- Episode no.: Season 2 Episode 3
- Directed by: Susanna White
- Written by: Itamar Moses
- Original air date: October 9, 2011
- Running time: 55 minutes

Guest appearances
- Charlie Cox as Owen Sleater; Christopher McDonald as Attorney General Harry Daugherty; Tom Aldredge as Ethan Thompson; Wayne Duvall as Governor Edwards; Danny Burstein as Lolly Steinman; Anatol Yusef as Meyer Lansky; Kevin O'Rourke as Mayor Edward Bader; Victor Verhaeghe as Ward Boss Damien Fleming; Ivo Nandi as Joe "The Boss" Masseria;

Episode chronology
| ← Previous "Ourselves Alone" | Next → "What Does the Bee Do?" |

= A Dangerous Maid (Boardwalk Empire) =

"A Dangerous Maid" is the third episode of the second season of the HBO television series Boardwalk Empire and 15th episode overall. First aired on October 9, 2011, it was written by Itamar Moses and directed by Susanna White.

== Plot ==

Nucky reaches out to various sources for help in fighting the legal charges against him. To his dismay, many that he formerly did favours for are now turning a blind eye to his predicament. Capone visits Atlantic City to end Torrio's bootlegging arrangements with Nucky. Irishman Owen Sleater offers his services to Nucky. Richard Harrow is on a job for Jimmy, selling alcohol to one of Nucky's clients. Sleater informs the client that Harrow doesn't work for Nucky, and engages in a fight with Harrow's men. After a brief standoff, both men withdraw.

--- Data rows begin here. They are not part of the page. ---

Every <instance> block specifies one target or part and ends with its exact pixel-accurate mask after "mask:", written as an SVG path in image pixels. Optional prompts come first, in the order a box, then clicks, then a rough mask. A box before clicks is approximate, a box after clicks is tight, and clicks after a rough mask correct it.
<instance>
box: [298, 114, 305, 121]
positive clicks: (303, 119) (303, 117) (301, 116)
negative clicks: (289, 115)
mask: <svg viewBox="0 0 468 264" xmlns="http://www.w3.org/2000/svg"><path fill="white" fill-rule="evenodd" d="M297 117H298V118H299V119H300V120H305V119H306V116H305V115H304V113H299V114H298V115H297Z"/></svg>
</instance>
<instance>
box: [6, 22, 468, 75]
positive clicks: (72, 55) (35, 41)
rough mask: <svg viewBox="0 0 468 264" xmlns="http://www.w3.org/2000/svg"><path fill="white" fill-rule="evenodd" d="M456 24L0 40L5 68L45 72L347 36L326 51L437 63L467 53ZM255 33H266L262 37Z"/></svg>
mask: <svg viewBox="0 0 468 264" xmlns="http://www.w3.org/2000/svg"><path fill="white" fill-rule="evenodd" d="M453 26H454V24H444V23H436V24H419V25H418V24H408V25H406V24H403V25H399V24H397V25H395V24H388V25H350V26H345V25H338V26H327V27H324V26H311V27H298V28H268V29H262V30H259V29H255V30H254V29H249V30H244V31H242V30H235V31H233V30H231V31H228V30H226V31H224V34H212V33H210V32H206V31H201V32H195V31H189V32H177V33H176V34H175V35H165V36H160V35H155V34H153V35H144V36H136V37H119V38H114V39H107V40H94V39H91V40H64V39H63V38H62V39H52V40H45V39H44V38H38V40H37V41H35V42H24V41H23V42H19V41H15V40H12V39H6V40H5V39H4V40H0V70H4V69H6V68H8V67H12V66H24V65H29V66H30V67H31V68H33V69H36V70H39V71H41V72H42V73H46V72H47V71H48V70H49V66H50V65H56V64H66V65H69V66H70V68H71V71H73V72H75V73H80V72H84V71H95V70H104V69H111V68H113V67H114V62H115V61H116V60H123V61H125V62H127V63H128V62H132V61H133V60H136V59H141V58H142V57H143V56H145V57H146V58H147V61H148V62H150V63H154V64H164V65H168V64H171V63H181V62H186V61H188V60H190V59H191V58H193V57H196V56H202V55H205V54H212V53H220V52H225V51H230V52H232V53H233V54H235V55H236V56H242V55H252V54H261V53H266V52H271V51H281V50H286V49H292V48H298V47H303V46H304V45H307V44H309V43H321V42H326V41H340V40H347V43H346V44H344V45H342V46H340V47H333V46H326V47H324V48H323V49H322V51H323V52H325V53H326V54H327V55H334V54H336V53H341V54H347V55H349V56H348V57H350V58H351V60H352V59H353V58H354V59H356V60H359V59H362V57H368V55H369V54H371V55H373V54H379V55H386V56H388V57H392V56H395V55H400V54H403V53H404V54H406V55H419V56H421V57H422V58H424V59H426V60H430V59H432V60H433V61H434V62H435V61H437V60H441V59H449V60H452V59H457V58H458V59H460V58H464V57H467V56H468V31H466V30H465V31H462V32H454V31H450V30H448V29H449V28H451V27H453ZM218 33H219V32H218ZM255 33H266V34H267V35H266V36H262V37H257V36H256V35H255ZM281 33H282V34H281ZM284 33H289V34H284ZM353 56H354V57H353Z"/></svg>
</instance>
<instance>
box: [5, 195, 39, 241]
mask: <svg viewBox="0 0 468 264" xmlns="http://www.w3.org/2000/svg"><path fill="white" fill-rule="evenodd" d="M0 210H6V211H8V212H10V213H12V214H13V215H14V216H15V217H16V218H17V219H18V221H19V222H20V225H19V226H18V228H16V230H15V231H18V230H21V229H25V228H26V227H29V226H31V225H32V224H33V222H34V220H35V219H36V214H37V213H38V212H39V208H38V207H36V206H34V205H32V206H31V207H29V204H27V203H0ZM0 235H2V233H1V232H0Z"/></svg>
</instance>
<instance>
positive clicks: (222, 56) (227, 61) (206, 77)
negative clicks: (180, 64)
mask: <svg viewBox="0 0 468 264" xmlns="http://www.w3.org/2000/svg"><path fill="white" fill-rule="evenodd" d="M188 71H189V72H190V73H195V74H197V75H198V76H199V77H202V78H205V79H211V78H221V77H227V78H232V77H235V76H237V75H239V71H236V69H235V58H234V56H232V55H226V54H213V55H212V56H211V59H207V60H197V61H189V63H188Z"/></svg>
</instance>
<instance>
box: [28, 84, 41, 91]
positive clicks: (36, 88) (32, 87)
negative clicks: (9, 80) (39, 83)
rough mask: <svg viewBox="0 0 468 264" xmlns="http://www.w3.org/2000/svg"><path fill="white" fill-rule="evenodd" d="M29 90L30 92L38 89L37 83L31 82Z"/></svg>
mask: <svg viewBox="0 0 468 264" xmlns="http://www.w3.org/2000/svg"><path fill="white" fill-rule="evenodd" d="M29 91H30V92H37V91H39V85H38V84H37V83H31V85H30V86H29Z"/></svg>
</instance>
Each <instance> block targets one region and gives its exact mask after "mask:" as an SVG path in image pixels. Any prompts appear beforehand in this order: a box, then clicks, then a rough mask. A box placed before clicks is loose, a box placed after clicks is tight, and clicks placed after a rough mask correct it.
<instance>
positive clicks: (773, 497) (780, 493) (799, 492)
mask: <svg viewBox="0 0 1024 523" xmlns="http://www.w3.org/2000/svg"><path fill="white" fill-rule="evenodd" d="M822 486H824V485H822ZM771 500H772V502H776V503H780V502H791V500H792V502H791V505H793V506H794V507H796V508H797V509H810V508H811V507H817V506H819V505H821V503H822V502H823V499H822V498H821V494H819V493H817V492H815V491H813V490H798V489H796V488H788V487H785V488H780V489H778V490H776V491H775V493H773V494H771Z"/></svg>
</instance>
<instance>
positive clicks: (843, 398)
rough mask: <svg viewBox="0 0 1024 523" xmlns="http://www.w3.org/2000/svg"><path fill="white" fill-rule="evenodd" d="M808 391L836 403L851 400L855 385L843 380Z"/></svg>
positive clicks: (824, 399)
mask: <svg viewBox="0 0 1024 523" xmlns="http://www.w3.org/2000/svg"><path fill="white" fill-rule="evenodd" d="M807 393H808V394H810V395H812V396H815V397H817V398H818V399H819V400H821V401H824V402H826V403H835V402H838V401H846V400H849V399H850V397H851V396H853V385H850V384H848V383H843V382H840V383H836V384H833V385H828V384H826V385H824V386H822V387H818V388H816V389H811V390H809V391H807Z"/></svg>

Nucky dines at Babette's with Margaret, Mayor Edward L. Bader, and his wife. As he attempts to order lobster, he is informed that the restaurant is out of it, right as he notices the Commodore about to take a bite of one. He walks over to the Commodore's and Jimmy's table, loudly spills the lobster on the floor, and publicly confronts Jimmy and the Commodore with an open declaration of war as they dine with the Governor of New Jersey, Edward I. Edwards. Later, when talking with Angela at home, Jimmy is shown to have been unnerved by the encounter.

Rothstein talks with Joe Masseria, a local Mafia don, over a dispute with Luciano and Lansky, which is largely based on the deaths of two of Masseria's nephews - the two men Jimmy killed while visiting Rothstein. Rothstein orders his men to pay compensation to Masseria.

An increasingly bored, depressed and pregnant Lucy contemplates throwing herself down the stairs after Van Alden forbids her to try out for an upcoming musical. Later, Van Alden sends her a record player and this noticeably lifts her spirits.

Margaret receives word that her estranged family from Ireland are now living in America. She unsuccessfully attempts to contact one of them. Margaret becomes friendly with her maid. But when her maid claims to know that Margaret is really 'Peggy Rohan', Margaret coldly disengages from the conversation.

==Title==
A Dangerous Maid is a musical by George and Ira Gershwin. The script for it is given to Lucy by her friend Eddie Cantor.

==First appearance==
- Joe Masseria: An Italian-American Mafia boss and Don of the New York Mafia who is also Luciano's mentor, Rothstein and Lansky's business partner and the deceased Incrocci and Scarpelli's uncle.

==Final appearance==
- Lolly Steinman: The owner and manager of one of Atlantic City's casinos and an acquaintance of Nucky's.

== Reception ==
=== Critical reception ===
IGN gave the episode a score of 7.5 out of 10, saying that it had "... a very slow burn of a narrative that spends more time filling in backstory of certain female characters than it did pushing the Nucky vs. Commodore conflict forward." The A.V. Club rated the episode a "B+".

=== Ratings ===
The episode was watched by 2.856 million viewers. It was up a tenth with adults 18–49 in its third week, rising to 1.2 million in the 18-49 rating.